Adams’s music aims to create environments, with some of it written to be played in specific locations to take advantage of the ambience and acoustic. He also likes to use computer-generated elements – in this case the four snare drums, arrayed in an arc behind the players, each activated by small speakers made for automobile sound systems that are placed on the face of the drums. Triggered remotely by one of the musicians, the sound conjured the whooshes of gentle nighttime shore waves.

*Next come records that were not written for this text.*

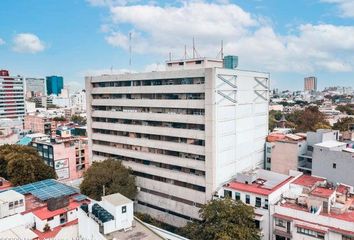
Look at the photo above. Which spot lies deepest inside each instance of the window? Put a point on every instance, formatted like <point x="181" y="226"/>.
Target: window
<point x="279" y="222"/>
<point x="258" y="224"/>
<point x="309" y="232"/>
<point x="346" y="237"/>
<point x="248" y="199"/>
<point x="237" y="196"/>
<point x="258" y="202"/>
<point x="265" y="204"/>
<point x="227" y="193"/>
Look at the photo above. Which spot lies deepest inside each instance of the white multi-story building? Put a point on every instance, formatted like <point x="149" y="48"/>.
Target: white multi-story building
<point x="35" y="87"/>
<point x="184" y="132"/>
<point x="12" y="104"/>
<point x="78" y="101"/>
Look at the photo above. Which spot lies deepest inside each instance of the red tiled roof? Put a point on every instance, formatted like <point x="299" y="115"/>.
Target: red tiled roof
<point x="52" y="233"/>
<point x="307" y="181"/>
<point x="322" y="192"/>
<point x="347" y="216"/>
<point x="255" y="187"/>
<point x="311" y="228"/>
<point x="43" y="213"/>
<point x="342" y="189"/>
<point x="5" y="185"/>
<point x="277" y="215"/>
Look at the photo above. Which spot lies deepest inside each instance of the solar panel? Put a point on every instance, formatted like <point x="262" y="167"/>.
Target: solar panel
<point x="46" y="189"/>
<point x="80" y="197"/>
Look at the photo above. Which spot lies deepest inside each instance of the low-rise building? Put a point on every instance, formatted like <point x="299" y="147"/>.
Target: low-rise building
<point x="68" y="155"/>
<point x="10" y="130"/>
<point x="314" y="209"/>
<point x="258" y="188"/>
<point x="40" y="210"/>
<point x="295" y="206"/>
<point x="113" y="218"/>
<point x="286" y="152"/>
<point x="335" y="161"/>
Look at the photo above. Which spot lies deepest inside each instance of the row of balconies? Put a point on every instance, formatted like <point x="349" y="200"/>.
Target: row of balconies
<point x="166" y="117"/>
<point x="196" y="104"/>
<point x="179" y="147"/>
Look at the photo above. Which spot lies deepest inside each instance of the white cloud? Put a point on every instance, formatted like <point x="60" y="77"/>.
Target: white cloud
<point x="164" y="29"/>
<point x="27" y="43"/>
<point x="103" y="3"/>
<point x="346" y="7"/>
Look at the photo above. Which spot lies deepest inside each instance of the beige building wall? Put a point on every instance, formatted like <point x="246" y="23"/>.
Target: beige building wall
<point x="285" y="157"/>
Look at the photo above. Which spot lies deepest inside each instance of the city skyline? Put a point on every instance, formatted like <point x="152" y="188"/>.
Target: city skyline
<point x="78" y="38"/>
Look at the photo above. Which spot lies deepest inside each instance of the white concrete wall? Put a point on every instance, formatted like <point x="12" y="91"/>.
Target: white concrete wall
<point x="241" y="128"/>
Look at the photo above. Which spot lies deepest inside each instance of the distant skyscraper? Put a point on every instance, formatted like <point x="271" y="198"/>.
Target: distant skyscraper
<point x="35" y="87"/>
<point x="11" y="96"/>
<point x="310" y="84"/>
<point x="54" y="85"/>
<point x="230" y="62"/>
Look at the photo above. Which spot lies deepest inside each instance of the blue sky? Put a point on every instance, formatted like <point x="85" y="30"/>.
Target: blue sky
<point x="73" y="38"/>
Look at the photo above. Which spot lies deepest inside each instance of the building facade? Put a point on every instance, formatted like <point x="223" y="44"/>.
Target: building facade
<point x="286" y="152"/>
<point x="334" y="161"/>
<point x="12" y="103"/>
<point x="184" y="131"/>
<point x="35" y="87"/>
<point x="68" y="156"/>
<point x="54" y="85"/>
<point x="310" y="84"/>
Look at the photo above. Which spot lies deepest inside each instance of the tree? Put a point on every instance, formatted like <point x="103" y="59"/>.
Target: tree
<point x="223" y="219"/>
<point x="78" y="119"/>
<point x="347" y="109"/>
<point x="22" y="165"/>
<point x="344" y="124"/>
<point x="111" y="175"/>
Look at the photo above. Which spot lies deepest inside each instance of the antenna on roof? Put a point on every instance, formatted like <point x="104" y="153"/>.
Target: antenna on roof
<point x="185" y="51"/>
<point x="130" y="51"/>
<point x="221" y="53"/>
<point x="195" y="52"/>
<point x="193" y="48"/>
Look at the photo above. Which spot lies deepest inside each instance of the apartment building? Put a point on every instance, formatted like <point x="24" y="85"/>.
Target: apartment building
<point x="35" y="87"/>
<point x="12" y="104"/>
<point x="286" y="152"/>
<point x="184" y="131"/>
<point x="310" y="84"/>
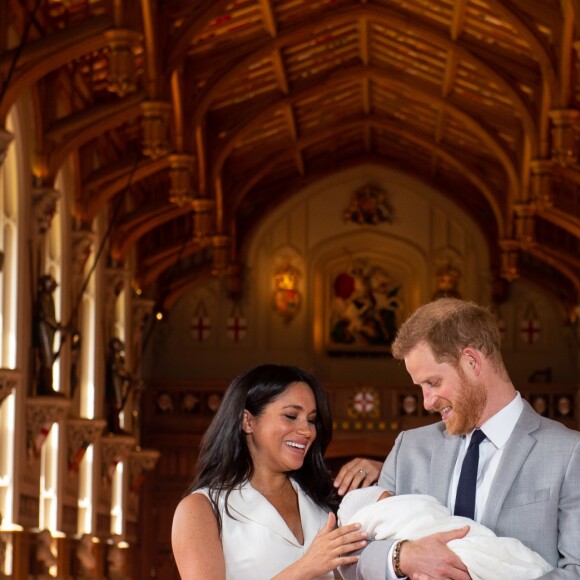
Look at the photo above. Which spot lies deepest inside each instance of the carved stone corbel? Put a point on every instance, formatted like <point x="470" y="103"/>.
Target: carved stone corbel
<point x="141" y="311"/>
<point x="5" y="139"/>
<point x="44" y="200"/>
<point x="9" y="379"/>
<point x="81" y="433"/>
<point x="115" y="448"/>
<point x="41" y="413"/>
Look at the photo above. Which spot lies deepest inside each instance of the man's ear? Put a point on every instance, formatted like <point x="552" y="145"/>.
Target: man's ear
<point x="473" y="359"/>
<point x="247" y="422"/>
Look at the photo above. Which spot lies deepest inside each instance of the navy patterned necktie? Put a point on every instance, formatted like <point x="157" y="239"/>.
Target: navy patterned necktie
<point x="465" y="497"/>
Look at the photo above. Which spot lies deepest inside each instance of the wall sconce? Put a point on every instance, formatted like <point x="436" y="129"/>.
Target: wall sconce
<point x="286" y="298"/>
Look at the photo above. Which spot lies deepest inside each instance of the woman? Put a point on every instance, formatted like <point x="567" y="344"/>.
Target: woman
<point x="262" y="503"/>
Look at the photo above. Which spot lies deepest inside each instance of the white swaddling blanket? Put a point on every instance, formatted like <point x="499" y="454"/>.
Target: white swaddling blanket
<point x="411" y="517"/>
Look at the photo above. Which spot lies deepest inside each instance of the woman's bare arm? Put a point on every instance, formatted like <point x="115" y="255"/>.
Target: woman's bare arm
<point x="195" y="540"/>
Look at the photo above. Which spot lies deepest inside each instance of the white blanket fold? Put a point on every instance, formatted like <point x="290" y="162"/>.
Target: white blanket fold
<point x="411" y="517"/>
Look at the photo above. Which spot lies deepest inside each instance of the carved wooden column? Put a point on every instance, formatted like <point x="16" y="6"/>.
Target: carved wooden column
<point x="565" y="135"/>
<point x="115" y="448"/>
<point x="181" y="172"/>
<point x="221" y="254"/>
<point x="541" y="182"/>
<point x="44" y="200"/>
<point x="140" y="461"/>
<point x="156" y="119"/>
<point x="9" y="380"/>
<point x="509" y="259"/>
<point x="83" y="241"/>
<point x="5" y="139"/>
<point x="81" y="433"/>
<point x="202" y="218"/>
<point x="122" y="77"/>
<point x="115" y="281"/>
<point x="41" y="413"/>
<point x="525" y="222"/>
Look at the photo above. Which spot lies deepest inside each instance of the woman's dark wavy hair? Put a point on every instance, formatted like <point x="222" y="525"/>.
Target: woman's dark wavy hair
<point x="224" y="460"/>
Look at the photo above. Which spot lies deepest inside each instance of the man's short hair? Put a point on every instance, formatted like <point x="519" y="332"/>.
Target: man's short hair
<point x="447" y="326"/>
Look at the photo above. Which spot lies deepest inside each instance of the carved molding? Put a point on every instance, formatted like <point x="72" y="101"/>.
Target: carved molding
<point x="116" y="448"/>
<point x="5" y="139"/>
<point x="81" y="433"/>
<point x="41" y="413"/>
<point x="9" y="379"/>
<point x="44" y="200"/>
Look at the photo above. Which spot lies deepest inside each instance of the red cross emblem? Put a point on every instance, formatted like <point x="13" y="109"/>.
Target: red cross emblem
<point x="236" y="328"/>
<point x="530" y="330"/>
<point x="201" y="328"/>
<point x="364" y="402"/>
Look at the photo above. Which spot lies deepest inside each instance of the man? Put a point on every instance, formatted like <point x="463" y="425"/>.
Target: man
<point x="528" y="472"/>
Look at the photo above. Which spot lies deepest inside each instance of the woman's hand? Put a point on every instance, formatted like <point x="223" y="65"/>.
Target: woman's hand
<point x="359" y="472"/>
<point x="329" y="549"/>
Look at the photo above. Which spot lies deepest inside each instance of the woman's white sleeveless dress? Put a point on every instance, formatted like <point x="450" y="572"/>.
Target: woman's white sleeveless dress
<point x="258" y="544"/>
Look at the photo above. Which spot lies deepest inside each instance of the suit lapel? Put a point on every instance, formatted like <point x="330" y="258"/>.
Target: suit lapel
<point x="442" y="464"/>
<point x="516" y="451"/>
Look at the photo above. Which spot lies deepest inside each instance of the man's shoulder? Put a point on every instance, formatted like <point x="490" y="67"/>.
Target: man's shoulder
<point x="552" y="428"/>
<point x="431" y="433"/>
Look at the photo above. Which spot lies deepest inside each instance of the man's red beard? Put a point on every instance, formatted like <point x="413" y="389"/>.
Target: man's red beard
<point x="468" y="407"/>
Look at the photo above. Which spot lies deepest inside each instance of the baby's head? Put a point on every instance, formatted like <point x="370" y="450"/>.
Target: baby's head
<point x="357" y="499"/>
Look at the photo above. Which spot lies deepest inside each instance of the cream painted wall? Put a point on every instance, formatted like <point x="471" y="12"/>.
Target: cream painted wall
<point x="310" y="230"/>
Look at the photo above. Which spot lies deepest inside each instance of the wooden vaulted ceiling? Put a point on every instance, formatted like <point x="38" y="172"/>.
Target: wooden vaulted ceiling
<point x="189" y="120"/>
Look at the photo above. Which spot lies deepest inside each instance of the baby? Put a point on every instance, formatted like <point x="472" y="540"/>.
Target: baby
<point x="487" y="557"/>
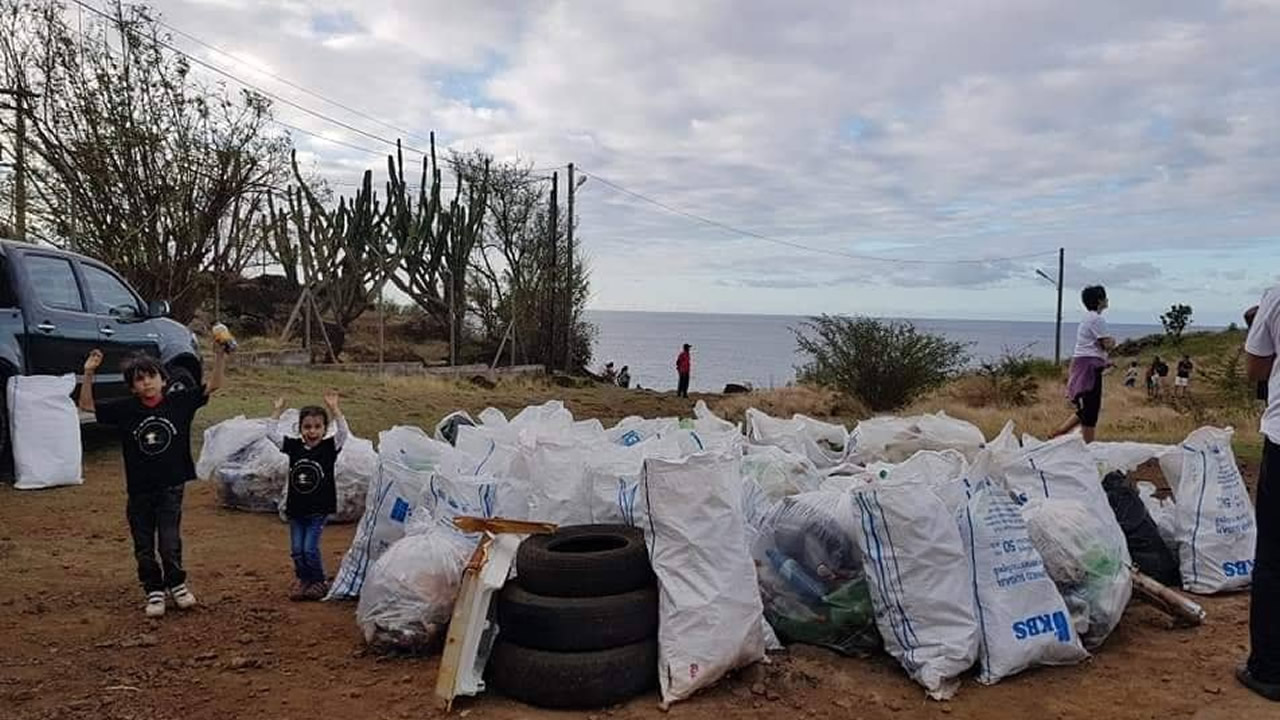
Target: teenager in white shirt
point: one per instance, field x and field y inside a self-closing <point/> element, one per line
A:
<point x="1261" y="673"/>
<point x="1093" y="343"/>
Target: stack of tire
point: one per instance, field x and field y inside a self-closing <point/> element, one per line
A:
<point x="577" y="627"/>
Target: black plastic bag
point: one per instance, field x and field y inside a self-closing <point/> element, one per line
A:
<point x="1148" y="551"/>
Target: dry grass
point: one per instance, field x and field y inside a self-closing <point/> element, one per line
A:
<point x="1127" y="414"/>
<point x="784" y="402"/>
<point x="376" y="404"/>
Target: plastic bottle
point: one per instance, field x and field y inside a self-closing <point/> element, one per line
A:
<point x="223" y="336"/>
<point x="804" y="584"/>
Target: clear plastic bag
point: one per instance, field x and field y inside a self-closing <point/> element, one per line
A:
<point x="227" y="438"/>
<point x="407" y="601"/>
<point x="252" y="478"/>
<point x="1088" y="568"/>
<point x="810" y="574"/>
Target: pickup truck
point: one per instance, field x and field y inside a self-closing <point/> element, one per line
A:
<point x="56" y="306"/>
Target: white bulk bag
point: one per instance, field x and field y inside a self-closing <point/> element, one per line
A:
<point x="1022" y="616"/>
<point x="707" y="422"/>
<point x="892" y="440"/>
<point x="1125" y="456"/>
<point x="44" y="427"/>
<point x="926" y="466"/>
<point x="1091" y="573"/>
<point x="1063" y="469"/>
<point x="823" y="443"/>
<point x="780" y="473"/>
<point x="408" y="598"/>
<point x="1216" y="525"/>
<point x="920" y="583"/>
<point x="388" y="507"/>
<point x="556" y="473"/>
<point x="228" y="438"/>
<point x="711" y="616"/>
<point x="631" y="431"/>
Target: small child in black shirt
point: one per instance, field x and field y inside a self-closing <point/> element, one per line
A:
<point x="155" y="437"/>
<point x="311" y="493"/>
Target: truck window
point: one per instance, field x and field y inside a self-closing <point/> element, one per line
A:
<point x="109" y="295"/>
<point x="54" y="282"/>
<point x="8" y="297"/>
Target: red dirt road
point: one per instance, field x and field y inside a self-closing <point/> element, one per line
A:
<point x="73" y="641"/>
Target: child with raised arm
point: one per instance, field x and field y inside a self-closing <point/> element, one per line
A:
<point x="155" y="437"/>
<point x="311" y="493"/>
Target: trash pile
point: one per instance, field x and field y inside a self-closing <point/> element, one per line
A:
<point x="251" y="474"/>
<point x="912" y="534"/>
<point x="44" y="431"/>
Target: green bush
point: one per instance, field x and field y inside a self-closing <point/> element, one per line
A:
<point x="883" y="363"/>
<point x="1013" y="377"/>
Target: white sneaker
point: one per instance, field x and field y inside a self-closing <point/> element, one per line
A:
<point x="155" y="605"/>
<point x="182" y="597"/>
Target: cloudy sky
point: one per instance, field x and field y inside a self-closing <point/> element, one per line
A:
<point x="906" y="142"/>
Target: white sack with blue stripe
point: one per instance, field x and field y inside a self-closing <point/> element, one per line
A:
<point x="1075" y="532"/>
<point x="1022" y="618"/>
<point x="711" y="619"/>
<point x="1216" y="525"/>
<point x="920" y="582"/>
<point x="406" y="460"/>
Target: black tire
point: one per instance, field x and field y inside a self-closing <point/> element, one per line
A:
<point x="585" y="561"/>
<point x="581" y="680"/>
<point x="576" y="624"/>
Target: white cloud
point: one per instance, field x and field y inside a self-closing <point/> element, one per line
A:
<point x="1132" y="133"/>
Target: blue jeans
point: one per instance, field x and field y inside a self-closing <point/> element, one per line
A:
<point x="305" y="547"/>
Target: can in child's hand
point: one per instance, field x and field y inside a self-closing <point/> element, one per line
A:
<point x="224" y="337"/>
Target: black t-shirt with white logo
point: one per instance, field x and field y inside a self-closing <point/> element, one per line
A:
<point x="311" y="483"/>
<point x="156" y="441"/>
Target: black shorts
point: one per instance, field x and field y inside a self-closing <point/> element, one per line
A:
<point x="1088" y="404"/>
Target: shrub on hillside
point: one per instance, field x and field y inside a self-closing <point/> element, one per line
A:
<point x="883" y="363"/>
<point x="1013" y="378"/>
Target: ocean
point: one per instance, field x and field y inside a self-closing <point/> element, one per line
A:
<point x="760" y="350"/>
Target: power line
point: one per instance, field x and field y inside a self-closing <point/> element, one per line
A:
<point x="251" y="86"/>
<point x="293" y="85"/>
<point x="808" y="247"/>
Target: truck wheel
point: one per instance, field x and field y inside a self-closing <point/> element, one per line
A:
<point x="576" y="624"/>
<point x="574" y="679"/>
<point x="584" y="561"/>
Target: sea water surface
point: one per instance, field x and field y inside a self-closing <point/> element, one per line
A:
<point x="760" y="350"/>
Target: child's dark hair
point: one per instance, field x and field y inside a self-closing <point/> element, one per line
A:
<point x="141" y="365"/>
<point x="1093" y="296"/>
<point x="314" y="411"/>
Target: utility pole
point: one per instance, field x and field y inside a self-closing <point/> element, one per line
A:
<point x="552" y="267"/>
<point x="568" y="263"/>
<point x="19" y="160"/>
<point x="1057" y="333"/>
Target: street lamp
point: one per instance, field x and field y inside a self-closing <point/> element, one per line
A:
<point x="1057" y="283"/>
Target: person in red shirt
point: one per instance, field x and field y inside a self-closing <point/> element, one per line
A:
<point x="684" y="364"/>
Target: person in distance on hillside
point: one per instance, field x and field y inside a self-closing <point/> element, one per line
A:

The five movements, titled with tempo markings such as ‘fast, noisy’, ‘fast, quiet’ and ‘pulsing, simple’, emerged from a musical kernel that moved back and forth by a single step. This hypnotic mini-ostinato developed into layers that were enough to create a richer texture. The slow-moving soundscape’s generally modest texture would have been placid were it not tweaked by quarter tones, which introduced a steely sound, played almost entirely without vibrato. Finally, in the last movement, Lyon spun out a short melody with some beautiful vibrato, and the richer sound made it feel like bathing in morning sunshine.

In an introduction, Lyon and Adams both mentioned the piece’s long gestation period – six years, including a two-year delay in the debut because of pandemic cancellations. Clearly, the musicians are excited about this music, even if the results were, in the end, tepid. Interesting, yes, but not quite compelling.

The program began with Philip Glass and Schubert, an odd couple but the music had its links, as we shall see.

Philip Glass’s Quartet No.2 ‘Company’ dates from 1983, and uses music for interludes meant for a stage production of Samuel Beckett’s novella Company. The short movements, most barely two minutes long, whiz by quickly. Their signature minimalist elements hardly have enough time to develop a hypnotic effect. It is appealing music, though, much like his film scores (The Truman Show, The Hours) in finding earworms that keep us smiling. The program notes say that this was the first piece the group ever played together, and the familiarity paid off with a spare, simply-shaped rendering.

Schubert’s quartet shares several parallels with the Glass. It is also in A minor, employs lots of arpeggios and recycles some music originally intended for the stage. The second movement Andante uses a tune familiar to us from the composer’s Impromptu in B-flat. Though executed with their usual understated accuracy and devotion to detail, Spektral’s performance didn’t quite lock in to Schubert’s buoyancy.